Velasco afirma que a disputa entre eleitores "é uma disputa de modelos, não uma polarização simplesmente ideológica". Ele destaca que a sociedade civil argentina é "mais aguerrida e atuante do que a brasileira, e tem agendas mais avançadas em questões de direitos das mulheres e direitos humanos".
"Não há aquela divisão tão clara entre conservadores e não conservadores. O Milei é algo diferente, porque ele tem uma agenda mais conservadora em alguns pontos, mas é libertário em outros. Defende a venda de órgãos, já chegou a falar da venda de crianças, coisas bem bizarras que assustam os conservadores. Ele não é ligado à agenda evangélica, por exemplo. Então, não é a aquela polarização que vimos no Brasil ou que se vê em outras partes do mundo, entre uma agenda conservadora de costumes e uma agenda mais progressista."
Ariel concorda que há um processo de polarização, mas destaca que a diferença é que no Brasil "a direita tradicional entrou em crise com o surgimento da extrema-direita", enquanto na Argentina a direita tradicional ainda tem fôlego entre eleitores.
"Aqui [na Argentina] a direita tradicional está em uma crise, mas ainda tem 28% na votação, então essa é uma diferença. Mas, sim, está ficando uma polarização que vai para um confronto de propostas entre Massa e Milei, com visões opostas, principalmente sobre o papel do Estado na economia."
Propostas de ruptura com Brasil e BRICS podem isolar a Argentina
Sobre as propostas do candidato Milei de ruptura com parceiros importantes para a economia argentina, como Brasil e China, e com o BRICS, Goldstein afirma que são promessas que estão alinhadas à retórica da extrema-direita no mundo. Ele destaca que o candidato argentino chegou, inclusive, a mencionar o Foro de São Paulo como inimigo, assim como fez Bolsonaro em suas campanhas presidenciais.

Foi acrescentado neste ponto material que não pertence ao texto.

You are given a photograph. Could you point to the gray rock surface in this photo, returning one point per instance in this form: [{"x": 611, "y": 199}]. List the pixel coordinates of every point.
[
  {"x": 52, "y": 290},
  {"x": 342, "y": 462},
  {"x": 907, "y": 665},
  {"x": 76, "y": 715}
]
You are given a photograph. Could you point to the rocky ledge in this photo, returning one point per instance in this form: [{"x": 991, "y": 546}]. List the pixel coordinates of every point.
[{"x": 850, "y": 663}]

"Milei falou que iria romper as relações com China e Brasil, por serem países comunistas. Isso tem a ver com essa extrema-direita que está surgindo no mundo, na América Latina, em particular, que é muito pró-EUA e contra a China, nessa nova guerra fria entre EUA, China e Rússia. Ele tem uma rejeição muito forte pelo Lula, já falou que ele dava apoio para o golpe que não prosperou [no Brasil] em janeiro de 2023, afirmando que era um protesto da liberdade contra o ditador comunista. E Lula destacou marqueteiros para ajudar na campanha do Massa, então Milei está falando que é o Foro de São Paulo contra a sua candidatura à presidência. Então, vai ficar uma situação inédita de tensão na relação com o Brasil e com a China, se o Milei ganhar na Argentina", explica Goldstein.

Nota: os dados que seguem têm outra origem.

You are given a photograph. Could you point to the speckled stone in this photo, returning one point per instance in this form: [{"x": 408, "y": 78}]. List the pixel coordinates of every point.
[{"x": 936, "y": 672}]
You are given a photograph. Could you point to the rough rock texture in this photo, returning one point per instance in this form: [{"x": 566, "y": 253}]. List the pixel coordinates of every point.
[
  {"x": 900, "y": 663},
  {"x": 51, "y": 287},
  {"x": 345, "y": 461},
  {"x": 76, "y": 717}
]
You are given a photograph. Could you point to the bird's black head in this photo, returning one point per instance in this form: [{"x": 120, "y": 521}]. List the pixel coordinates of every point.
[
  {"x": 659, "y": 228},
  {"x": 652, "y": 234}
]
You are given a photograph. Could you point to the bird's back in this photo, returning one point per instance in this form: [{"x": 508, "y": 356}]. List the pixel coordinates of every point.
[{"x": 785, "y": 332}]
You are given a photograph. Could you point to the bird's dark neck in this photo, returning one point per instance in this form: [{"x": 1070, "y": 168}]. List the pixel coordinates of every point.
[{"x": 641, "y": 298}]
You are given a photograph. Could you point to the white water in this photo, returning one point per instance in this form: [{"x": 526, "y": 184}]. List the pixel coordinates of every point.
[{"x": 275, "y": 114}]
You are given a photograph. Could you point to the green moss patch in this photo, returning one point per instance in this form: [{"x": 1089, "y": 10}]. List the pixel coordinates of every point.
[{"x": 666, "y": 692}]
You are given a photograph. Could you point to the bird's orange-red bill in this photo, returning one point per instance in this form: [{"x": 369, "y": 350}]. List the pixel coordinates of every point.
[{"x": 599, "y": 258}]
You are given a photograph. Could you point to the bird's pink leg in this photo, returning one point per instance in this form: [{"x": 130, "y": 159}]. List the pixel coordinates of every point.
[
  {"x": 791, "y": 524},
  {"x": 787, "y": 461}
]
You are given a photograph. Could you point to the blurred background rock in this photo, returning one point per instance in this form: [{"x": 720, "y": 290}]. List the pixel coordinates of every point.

Ele alerta que uma vitória de Milei, com essa retórica, pode levar a um isolamento muito grande da Argentina na América Latina.
"Vai ser um isolamento muito grande porque Chile, Brasil, Colômbia, México e outros países são governados por uma centro-esquerda, e tem uma centro-direita mais racional no Paraguai e no Uruguai, que também vão ficar incomodados com a presidência do Milei. Então, acho que a consequência vai ser o isolamento da Argentina na região com o principal parceiro, que é o Brasil, mas também com outros parceiros importantes."
Velasco, por sua vez, tem uma visão pragmática sobre a capacidade de Milei de colocar em prática as promessas radicais de ruptura de sua campanha.
"Claro que pode haver uma sacudida grande, resta saber qual vai ser, efetivamente, o grau de externalidade para levar a rupturas tão amplas. Já tivemos exemplos recentes, no próprio Brasil, em que o Bolsonaro prometia rupturas mais profundas em política externa, sugeria, por exemplo, a transferência da embaixada do Brasil em Israel [de Tel Aviv] para Jerusalém, coisa que não aconteceu. Então, não se sabe até que ponto essas falas do Milei são viáveis em termos práticos, considerando o que é a política externa argentina, que tem uma instituição forte, que é o Palácio San Martín, que é o Itamaraty deles."
Porém, ele destaca que, para o Brasil, seria uma dor de cabeça ter de lidar com Milei, que revela um desprezo pelo Mercosul, pelas relações com o entorno latino-americano e o BRICS, em um momento que a Argentina está para ser acolhida no BRICS na
ampliação prevista para o próximo ano.
"O Brasil precisa muito de uma relação positiva com a Argentina, até em nome de uma integração sul-americana, latino-americana, para fazer o Mercosul caminhar melhor. Mas é possível que muito do que Milei sugere não seja viável, uma vez assumindo a Casa Rosada. Mas é um problema, é colocar muitas pautas que hoje são importantes para a Argentina em xeque, o que poderia levar a uma mudança abrupta", explica Velasco.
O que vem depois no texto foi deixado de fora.